I started to see that in some commits of my colleges, the files they changed a few lines are "marked" as if they modified them completely. We are losing the possibility to use Git Blame on these files to see "who changed which line"
I can't figure it what they are doing "wrong" to override the file and to make Git lose the capability of Blame, could it be related to rebasing? or rebase -i
and squashing?, is it a bug related to a Git version?, they use Linux and I use Windows
I created a secondary account on our git repository (Assembla) and tried to reproduce this but I couldn't
Before
After
It's more than likely because the files are getting an EOL-format change. Why? It could be because the developers are not being careful with that (IDE messing them up?)... or, most likely, that you have set up git to change EOL format of the files (
core.autocrlf
rings a bell?). You can still see through those revisions usinggit blame -w
. My best advice: rewrite history of the branches so that the EOL format never happens (it has a price tag.... in terms of effort, just in case)... and do not set up git to change eol formats.PS I am writing a guide on how to deal with conflicts and I am currently working on a script to be able to, kind of painlessly, rewrite the history of a branch so that the EOL format changes are corrected.... but it will be ready in a few days till I release it. I can write an update here if you want. The guide is here http://www.ezconflict.com/ (no tracking, no monetizing).

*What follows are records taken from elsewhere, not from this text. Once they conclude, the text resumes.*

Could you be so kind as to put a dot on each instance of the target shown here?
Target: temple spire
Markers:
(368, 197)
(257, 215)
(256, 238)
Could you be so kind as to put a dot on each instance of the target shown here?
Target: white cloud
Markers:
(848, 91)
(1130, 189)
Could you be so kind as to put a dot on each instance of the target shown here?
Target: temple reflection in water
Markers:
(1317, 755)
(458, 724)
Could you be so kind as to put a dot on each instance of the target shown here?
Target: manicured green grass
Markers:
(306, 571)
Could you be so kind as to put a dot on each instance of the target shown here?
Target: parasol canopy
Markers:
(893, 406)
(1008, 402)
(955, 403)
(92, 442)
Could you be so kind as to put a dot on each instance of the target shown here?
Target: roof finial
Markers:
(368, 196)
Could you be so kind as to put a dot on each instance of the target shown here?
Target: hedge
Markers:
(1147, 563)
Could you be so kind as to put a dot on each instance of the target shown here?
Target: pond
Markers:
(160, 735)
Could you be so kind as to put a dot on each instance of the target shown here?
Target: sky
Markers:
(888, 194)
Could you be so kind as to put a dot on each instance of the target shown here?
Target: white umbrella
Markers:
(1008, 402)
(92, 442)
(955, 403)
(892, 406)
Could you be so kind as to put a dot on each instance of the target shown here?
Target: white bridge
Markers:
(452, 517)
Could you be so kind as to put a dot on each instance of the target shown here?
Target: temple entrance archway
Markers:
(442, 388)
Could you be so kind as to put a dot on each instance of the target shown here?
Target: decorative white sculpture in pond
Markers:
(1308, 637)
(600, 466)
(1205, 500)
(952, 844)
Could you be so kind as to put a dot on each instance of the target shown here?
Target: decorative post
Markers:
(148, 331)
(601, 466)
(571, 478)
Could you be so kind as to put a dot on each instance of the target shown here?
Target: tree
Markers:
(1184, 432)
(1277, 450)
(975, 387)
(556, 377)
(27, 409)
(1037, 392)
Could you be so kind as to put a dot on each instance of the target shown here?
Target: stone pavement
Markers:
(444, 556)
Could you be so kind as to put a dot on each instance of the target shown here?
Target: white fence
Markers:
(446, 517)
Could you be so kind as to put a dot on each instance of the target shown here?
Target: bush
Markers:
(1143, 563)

PS2: Script to correct EOL changes. It assumes (actually checks) that what you are asking to correct is a straight branch, no merges. Provide the last revision that had correct EOL formats, the tip of the branch (branch name, or revision) and the list of files that need to be corrected.
https://github.com/eantoranz/conflict_book/blob/main/scripts/correct_eol.sh
By the way, still hot from the oven. Use with caution (it won't move any branches, just in case).